Hi All:
My power steering pump developed a leak between the reservoir and the pump itself, a pretty common failure. I had the power steering pump replaced. To reduce heating, after the flushing of the system, I had them use Red Line synthetic power steering fluid. When compressed, synthetic oils do not heat up anywhere near as much as petroleum-based oils. I had already switched the TH350 to synthetic ATF to reduce transmission temperatures, and GM at one point sent a service bulletin to dealers to switch to synthetic power steering fluid if pumps develop a whining noise, so I figured I'd give it a try.

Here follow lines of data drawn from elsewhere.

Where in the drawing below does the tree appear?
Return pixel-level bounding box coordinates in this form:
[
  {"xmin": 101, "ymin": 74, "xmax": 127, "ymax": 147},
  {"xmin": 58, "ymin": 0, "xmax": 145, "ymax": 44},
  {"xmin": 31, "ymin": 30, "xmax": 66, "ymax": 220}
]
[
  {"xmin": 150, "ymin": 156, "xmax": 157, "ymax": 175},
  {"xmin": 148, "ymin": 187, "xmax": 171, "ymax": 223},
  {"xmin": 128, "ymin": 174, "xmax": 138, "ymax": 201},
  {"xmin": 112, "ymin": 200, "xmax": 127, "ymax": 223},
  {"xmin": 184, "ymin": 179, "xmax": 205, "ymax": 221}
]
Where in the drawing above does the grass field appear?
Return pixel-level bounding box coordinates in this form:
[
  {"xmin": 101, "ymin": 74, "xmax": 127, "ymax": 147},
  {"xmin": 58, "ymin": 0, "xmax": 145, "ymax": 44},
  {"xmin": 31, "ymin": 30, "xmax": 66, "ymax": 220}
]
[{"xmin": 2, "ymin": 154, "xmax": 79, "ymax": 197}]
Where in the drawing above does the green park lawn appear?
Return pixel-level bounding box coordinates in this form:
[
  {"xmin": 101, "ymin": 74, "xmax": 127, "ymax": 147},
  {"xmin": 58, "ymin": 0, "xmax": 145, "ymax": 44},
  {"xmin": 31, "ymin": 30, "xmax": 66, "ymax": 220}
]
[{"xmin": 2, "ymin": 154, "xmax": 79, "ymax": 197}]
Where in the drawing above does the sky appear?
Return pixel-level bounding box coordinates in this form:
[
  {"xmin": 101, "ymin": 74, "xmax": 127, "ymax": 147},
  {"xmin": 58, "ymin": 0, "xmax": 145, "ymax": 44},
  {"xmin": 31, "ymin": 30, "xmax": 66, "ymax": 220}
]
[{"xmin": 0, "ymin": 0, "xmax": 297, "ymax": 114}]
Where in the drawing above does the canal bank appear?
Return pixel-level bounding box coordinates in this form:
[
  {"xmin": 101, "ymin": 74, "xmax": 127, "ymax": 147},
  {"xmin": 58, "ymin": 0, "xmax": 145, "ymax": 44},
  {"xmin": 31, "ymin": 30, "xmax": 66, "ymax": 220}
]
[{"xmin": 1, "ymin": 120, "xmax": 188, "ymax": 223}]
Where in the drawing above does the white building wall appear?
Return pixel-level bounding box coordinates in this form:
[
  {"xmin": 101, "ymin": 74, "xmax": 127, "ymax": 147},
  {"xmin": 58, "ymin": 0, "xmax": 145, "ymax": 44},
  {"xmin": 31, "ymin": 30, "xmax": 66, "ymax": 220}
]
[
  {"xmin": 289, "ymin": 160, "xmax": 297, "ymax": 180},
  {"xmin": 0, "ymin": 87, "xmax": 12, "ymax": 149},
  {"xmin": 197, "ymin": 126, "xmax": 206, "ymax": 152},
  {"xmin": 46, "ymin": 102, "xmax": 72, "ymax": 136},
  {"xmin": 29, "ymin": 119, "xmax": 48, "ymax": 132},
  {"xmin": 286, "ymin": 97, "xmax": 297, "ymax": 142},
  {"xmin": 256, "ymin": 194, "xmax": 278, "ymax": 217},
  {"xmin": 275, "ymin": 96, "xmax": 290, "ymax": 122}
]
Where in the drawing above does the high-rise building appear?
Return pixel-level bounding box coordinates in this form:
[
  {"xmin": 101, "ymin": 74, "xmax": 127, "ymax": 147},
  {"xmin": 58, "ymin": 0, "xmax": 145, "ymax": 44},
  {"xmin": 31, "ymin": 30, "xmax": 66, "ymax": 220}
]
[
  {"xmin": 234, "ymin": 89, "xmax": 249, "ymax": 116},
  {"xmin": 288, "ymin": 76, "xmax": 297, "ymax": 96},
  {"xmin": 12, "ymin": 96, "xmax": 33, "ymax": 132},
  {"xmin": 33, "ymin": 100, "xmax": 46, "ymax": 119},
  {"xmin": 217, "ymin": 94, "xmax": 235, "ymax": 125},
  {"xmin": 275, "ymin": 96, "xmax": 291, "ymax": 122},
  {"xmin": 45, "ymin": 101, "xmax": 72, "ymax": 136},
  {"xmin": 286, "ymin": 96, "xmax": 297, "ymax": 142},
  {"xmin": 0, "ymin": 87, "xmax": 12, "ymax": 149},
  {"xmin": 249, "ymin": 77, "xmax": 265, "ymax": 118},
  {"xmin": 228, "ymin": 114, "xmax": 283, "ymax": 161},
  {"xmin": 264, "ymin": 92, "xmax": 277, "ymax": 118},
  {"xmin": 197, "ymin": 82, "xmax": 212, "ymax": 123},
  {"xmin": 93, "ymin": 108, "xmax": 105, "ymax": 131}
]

With the regular power steering fluid, I had hard steering effort when stopped, such that I would shift to neutral so the idle would go up, and maybe rev the engine a bit, to turn the wheels when I had to parallel park. Otherwise I could hardly turn the wheel with both hands when stopped. With the synthetic, I can palm the wheel and spin it while sitting still with the TH350 in gear. Now, it's a new pump as well, but that was also true when the old pump was new three years ago. Power steering during normal driving is improved as well, and the pump runs very quiet with the synthetic power steering fluid, quieter than I remember the last new pump doing.
So if you have power steering effort issues at low rpms, or noise issues, you might try draining and flushing the system and refilling with synthetic power steering fluid and see if that helps.